Das schnellste Muskelgebirge der Welt

■ Ben Johnson ließ seine Konkurrenten über 100 Meter förmlich stehen und siegte in neuer Weltrekordzeit Carl Lewis Zweiter in persönlicher Bestzeit / Engländer Christie als erster Europäer unter zehn Sekunden

Berlin (taz) - Als der in Jamaika geborene Kanadier Ben Johnson am Samstag aus den Startblöcken des 100-Meter -Endlaufes schoß, hatte er ganz gegen sonstige Gewohnheit nur einen minimalen Vorsprung gegenüber seinem Hauptrivalen Carl Lewis (USA). Auf den nächsten Metern zog der bullige Sprinter jedoch unaufhaltsam davon und lag an der Sechzigmetermarke mit 0,16 Sekunden in Führung. Seine größte Geschwindigkeit erreichte Johnson zwischen 40 und 50 Metern mit 43,37 Stundenkilometern, ein Durchschnittstempo, das auch Carl Lewis erzielte - allerdings erst zwischen 80 und 90 Metern, und da war es schon zu spät. Der 26 Jahre alte Kanadier widerlegte des Amerikaners boshafte These, daß Johnson nur ein 60-Meter-Läufer sei, der danach versuche, „irgendwie anzukommen“, büßte nur noch 0,04 Sekunden ein und raste mit der phänomenalen neuen Weltrekordzeit von 9,79 Sekunden vor dem düpierten Lewis (9,92), der immerhin das beste Rennen seiner Laufbahn bot, und dem neuen Europarekordler Linford Christie (Großbritannien/9,97) über die Ziellinie.

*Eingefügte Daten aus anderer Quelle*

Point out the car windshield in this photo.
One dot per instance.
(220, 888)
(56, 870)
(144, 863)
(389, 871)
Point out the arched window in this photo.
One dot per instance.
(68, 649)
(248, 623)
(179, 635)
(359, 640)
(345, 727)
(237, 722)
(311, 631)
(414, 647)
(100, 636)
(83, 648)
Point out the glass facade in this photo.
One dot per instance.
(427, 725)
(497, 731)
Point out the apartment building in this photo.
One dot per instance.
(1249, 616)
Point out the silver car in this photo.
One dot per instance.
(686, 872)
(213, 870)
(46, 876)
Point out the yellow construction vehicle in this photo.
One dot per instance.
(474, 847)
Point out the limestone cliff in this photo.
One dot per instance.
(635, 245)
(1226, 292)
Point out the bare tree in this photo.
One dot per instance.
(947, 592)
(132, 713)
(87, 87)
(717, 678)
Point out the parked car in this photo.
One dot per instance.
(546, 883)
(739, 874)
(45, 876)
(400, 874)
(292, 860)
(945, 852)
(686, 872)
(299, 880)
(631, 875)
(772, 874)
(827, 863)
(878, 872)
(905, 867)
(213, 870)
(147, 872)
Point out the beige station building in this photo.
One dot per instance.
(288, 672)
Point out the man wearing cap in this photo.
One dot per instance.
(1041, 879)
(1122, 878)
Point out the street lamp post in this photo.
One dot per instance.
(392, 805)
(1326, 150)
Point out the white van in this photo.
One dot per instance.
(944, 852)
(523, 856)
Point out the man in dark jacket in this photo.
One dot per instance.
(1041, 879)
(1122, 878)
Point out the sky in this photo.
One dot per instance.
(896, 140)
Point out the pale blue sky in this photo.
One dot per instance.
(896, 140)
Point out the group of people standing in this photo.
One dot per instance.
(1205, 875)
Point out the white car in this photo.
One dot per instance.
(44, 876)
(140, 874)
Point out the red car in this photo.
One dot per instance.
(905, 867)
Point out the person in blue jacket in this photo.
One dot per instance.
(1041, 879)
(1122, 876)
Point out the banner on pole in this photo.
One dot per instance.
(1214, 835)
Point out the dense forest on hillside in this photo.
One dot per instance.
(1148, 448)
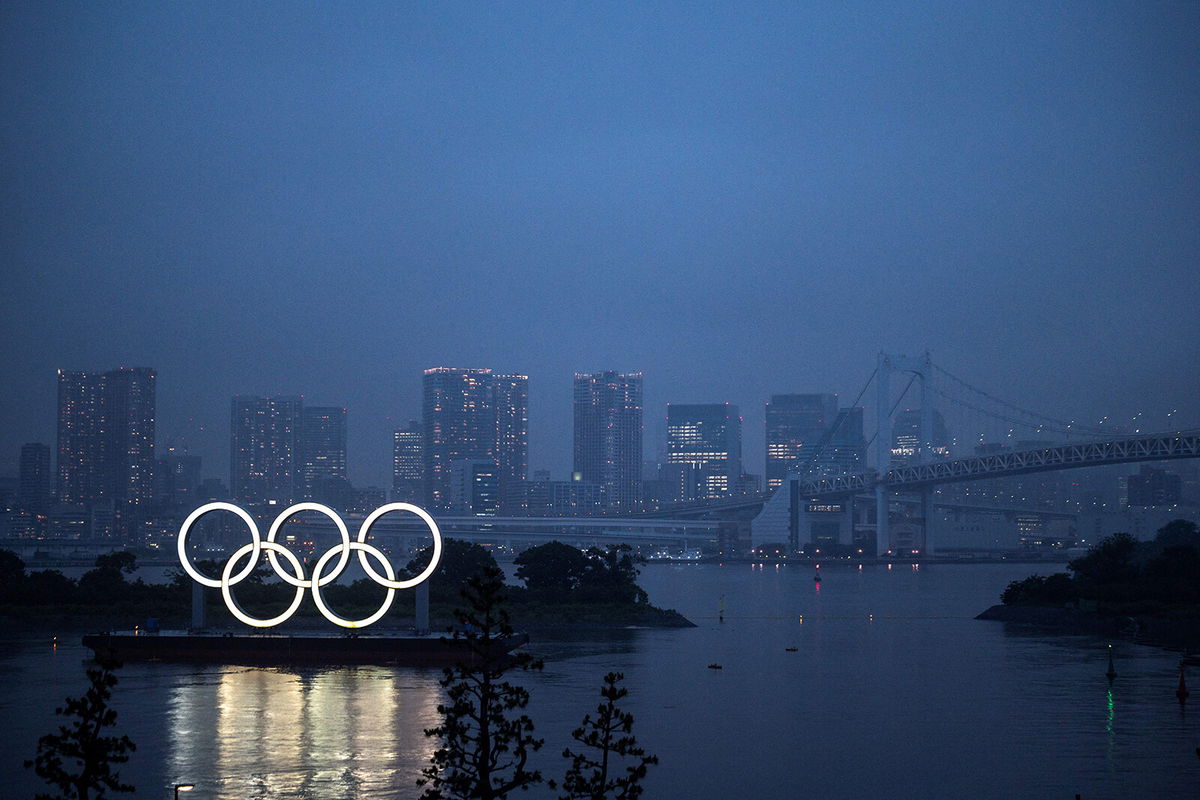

In diesem Moment hatte Johnson, der im letzten Jahr in Rom bereits Weltmeister geworden war, sein Einkommen glatt verdoppelt, wie sein Manager frohlockend bekanntgab, von zwei auf vier Millionen Dollar pro Jahr. Vertraglich vereinbarte Prämien für den Olympiasieg brachten ihm zudem mit einem Schlag 500.000 Dollar. Das Knistern imaginärer Geldscheine übertönte nach Augenzeugenberichten sogar den Jubel im Stadion.

Carl Lewis, der nach seinem Sieg gegen Johnson im August beim 700.000 Dollar-Duell von Zürich und guten Vorlaufzeiten sehr optimistisch ins Rennen gegegangen war, versuchte sich nach der Niederlage gelassen zu geben. „Ich bin über meine Vorstellung glücklich,“ behauptete der betrübten Blickes, „denn ich bin mein bestes Rennen gelaufen. Ab sofort gilt meine volle Konzentration den restlichen drei Disziplinen, die ich noch bestreiten werde.“

Der Traum, das Kunststück von Los Angeles zu wiederholen und vier Goldmedaillen zu gewinnen, ist indes früh geplatzt. Eine 100-Meter-Goldmedaille fehlt ihm in seiner Sammlung sogar völlig, denn die von Los Angeles gab er seinem Vater im vergangenen Jahr mit ins Grab. „Ich kann sie entbehren“, hatte er damals gesagt, „denn in Seoul hole ich noch eine“. Während also Lewis „für seinen Vater“ lief, sprintete Johnson „für seine Mutter“. Die lebt noch und bekam das Edelmetall nach der Siegerehrung umgehend ausgehändigt.

Das Erfolgsrezept des Kanadiers war denkbar einfach: „Ich habe alles genauso gemacht wie vor einem Jahr in Rom. Bewährtes soll man nicht verändern.“ Und später wagte der Olympiasieger auch noch einen Blick in die Zukunft: „Warum sollte ich nicht unter neun Sekunden bleiben können, wo ich doch ständig besser werde.“ Aber da hatte er zwecks Dopingkontrolle schon zehn Dosen Bier getrunken.